No final dos anos 90 o girassol apareceu como uma alternativa rentável para a entressafra de culturas como soja e milho. A planta não exige muitos cuidados e pode ser colhida usando as mesmas máquinas e mão-de-obra empregadas na colheita principal. “A lavoura de girassol é simples, de pouco custo”, revela Allan Guerra, presidente da Cooperativa Agroindustrial do Parecis (Coapar), que produz biodiesel de girassol em Campos de Júlio (MT) (leia mais sobre a cooperativa no quadro na página 25). Outro ponto a favor do uso da oleaginosa na safrinha é o fato de a planta diminuir a incidência de pragas, doenças e ervas daninhas e poder ser incorporada ao solo como adubo.
Mas a adesão dos produtores à Helianthus annuus L., nome científico da planta, só tomou força graças a estudos recentes que apontam o girassol como uma das mais promissoras oleaginosas para a produção do biodiesel. Com um teor de óleo que pode oscilar entre 38 e 48%, dependendo do solo, do clima e do tipo de adubação usada, rende cerca de 600 quilos de óleo por hectare, contra 450 quilos, em média, obtidos com a soja.

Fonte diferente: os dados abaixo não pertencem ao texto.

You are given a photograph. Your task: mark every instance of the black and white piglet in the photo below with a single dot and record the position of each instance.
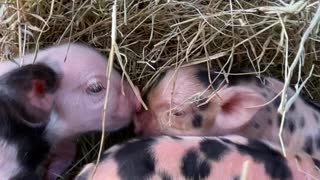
(26, 98)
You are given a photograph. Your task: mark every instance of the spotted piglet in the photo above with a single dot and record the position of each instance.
(26, 98)
(184, 102)
(79, 100)
(192, 157)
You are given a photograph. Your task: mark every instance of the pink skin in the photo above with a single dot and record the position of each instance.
(168, 154)
(232, 110)
(79, 100)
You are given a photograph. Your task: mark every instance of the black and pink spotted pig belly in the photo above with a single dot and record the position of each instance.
(183, 102)
(191, 157)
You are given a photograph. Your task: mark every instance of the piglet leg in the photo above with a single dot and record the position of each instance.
(59, 160)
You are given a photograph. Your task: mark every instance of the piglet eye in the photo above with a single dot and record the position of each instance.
(177, 113)
(95, 88)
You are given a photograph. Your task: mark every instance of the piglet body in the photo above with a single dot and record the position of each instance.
(80, 98)
(184, 102)
(26, 98)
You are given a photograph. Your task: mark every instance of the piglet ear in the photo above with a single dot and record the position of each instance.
(38, 97)
(33, 87)
(237, 107)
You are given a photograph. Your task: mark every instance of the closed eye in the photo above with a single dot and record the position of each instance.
(95, 88)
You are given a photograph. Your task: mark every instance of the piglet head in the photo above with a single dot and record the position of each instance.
(26, 98)
(80, 99)
(188, 109)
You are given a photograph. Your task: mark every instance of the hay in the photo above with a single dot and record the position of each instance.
(153, 35)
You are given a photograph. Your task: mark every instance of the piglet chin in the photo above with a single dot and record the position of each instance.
(128, 106)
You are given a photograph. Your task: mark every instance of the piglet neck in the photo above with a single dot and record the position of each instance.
(57, 130)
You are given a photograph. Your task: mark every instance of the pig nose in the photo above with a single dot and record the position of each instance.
(141, 121)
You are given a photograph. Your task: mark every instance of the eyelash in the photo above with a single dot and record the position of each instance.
(95, 88)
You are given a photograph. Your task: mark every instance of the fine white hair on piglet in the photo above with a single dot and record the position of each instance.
(195, 157)
(246, 106)
(79, 100)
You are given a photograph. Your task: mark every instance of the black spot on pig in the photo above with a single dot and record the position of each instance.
(197, 121)
(135, 159)
(293, 107)
(302, 122)
(259, 83)
(297, 158)
(22, 124)
(274, 163)
(201, 106)
(269, 109)
(308, 145)
(277, 101)
(213, 149)
(256, 125)
(192, 167)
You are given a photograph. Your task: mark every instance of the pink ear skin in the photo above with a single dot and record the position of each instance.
(144, 123)
(38, 97)
(237, 107)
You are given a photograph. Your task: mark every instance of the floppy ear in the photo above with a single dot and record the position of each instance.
(237, 107)
(38, 97)
(33, 86)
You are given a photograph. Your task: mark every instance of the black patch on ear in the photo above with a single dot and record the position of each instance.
(268, 108)
(259, 83)
(21, 78)
(274, 163)
(192, 167)
(105, 156)
(316, 162)
(135, 159)
(197, 121)
(203, 76)
(32, 146)
(308, 145)
(302, 122)
(256, 125)
(201, 106)
(26, 176)
(213, 149)
(293, 107)
(165, 176)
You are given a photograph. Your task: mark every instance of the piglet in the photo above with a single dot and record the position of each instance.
(223, 158)
(26, 98)
(187, 102)
(80, 99)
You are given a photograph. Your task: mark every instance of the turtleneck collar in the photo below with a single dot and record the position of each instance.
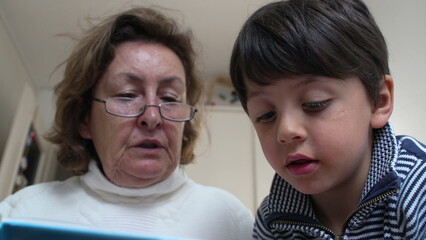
(98, 183)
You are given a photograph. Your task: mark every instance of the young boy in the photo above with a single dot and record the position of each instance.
(313, 77)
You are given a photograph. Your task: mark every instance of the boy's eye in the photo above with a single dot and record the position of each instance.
(169, 99)
(266, 117)
(315, 106)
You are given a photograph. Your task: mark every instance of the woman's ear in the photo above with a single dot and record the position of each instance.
(85, 129)
(384, 106)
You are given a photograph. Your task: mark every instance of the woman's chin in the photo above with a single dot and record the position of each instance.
(142, 174)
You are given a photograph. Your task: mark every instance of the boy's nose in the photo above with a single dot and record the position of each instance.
(290, 129)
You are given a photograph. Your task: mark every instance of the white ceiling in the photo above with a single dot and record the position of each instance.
(35, 27)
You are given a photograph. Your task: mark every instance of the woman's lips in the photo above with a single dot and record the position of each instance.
(300, 165)
(149, 146)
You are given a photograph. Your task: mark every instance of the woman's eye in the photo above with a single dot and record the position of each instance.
(315, 106)
(266, 117)
(126, 95)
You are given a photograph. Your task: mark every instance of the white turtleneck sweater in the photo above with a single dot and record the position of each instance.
(176, 207)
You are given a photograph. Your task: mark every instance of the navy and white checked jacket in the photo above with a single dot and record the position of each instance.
(393, 202)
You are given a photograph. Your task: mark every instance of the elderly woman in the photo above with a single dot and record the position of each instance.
(126, 123)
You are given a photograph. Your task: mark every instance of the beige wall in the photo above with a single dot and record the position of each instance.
(13, 76)
(404, 25)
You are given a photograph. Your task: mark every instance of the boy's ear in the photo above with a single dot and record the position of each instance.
(384, 106)
(85, 129)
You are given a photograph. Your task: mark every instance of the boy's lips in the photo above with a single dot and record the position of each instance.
(299, 165)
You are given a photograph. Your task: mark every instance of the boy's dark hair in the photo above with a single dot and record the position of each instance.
(334, 38)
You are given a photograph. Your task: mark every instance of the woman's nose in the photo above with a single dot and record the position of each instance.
(290, 130)
(151, 117)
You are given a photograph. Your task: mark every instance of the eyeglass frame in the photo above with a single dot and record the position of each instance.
(143, 109)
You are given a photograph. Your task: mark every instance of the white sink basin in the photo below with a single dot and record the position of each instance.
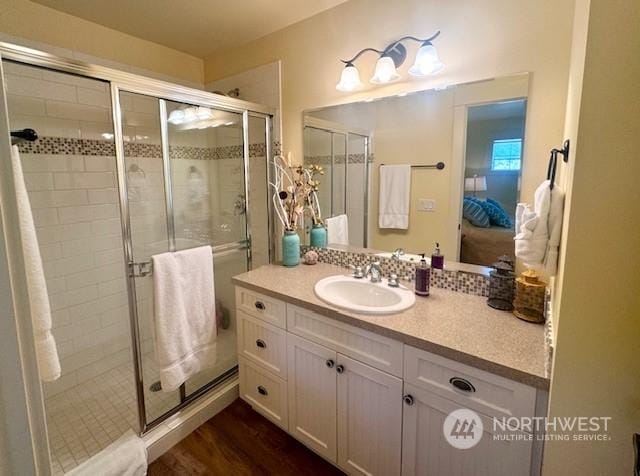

Os pesquisadores descobriram que ele também tem vantagens frente a outras alternativas, como a mamoma. “A mamona, assim como o amendoim, tem teor médio de 47% de óleo e é uma planta interessante”, afirma César de Castro, da Embrapa Soja. “Mas a mamona tem baixa produtividade de grãos por hectare”, ressalta.
A Embrapa desenvolve genótipos de girassol que além do elevado teor de óleo, têm ciclo precoce ou semi-precoce e uma imensa capacidade de adaptarse a diferentes estados brasileiros. Um desses estudos é feito em Boa Vista (RR) desde o ano 2000. Com o uso de adubação nitrogenada, os pesquisadores conseguiram resultados animadores.
A produtividade ficou entre 1,4 e 3,4 toneladas por hectare, ou seja, chegou a superar o dobro da média nacional de 1,5 tonelada por hectare. Os teores de óleo obtidos atingiram 55%.
Outra vantagem importantíssima atestada pelos pesquisadores é a resistência à seca. Embora precise de um nível de chuvas entre 500 e 700 milímetros por ano, a raiz da oleaginosa alcança cerca de dois metros no subsolo, o que possibilita o cultivo até no semi-árido brasileiro, onde o índice pluviométrico anual freqüentemente fica abaixo de 500 milímetros.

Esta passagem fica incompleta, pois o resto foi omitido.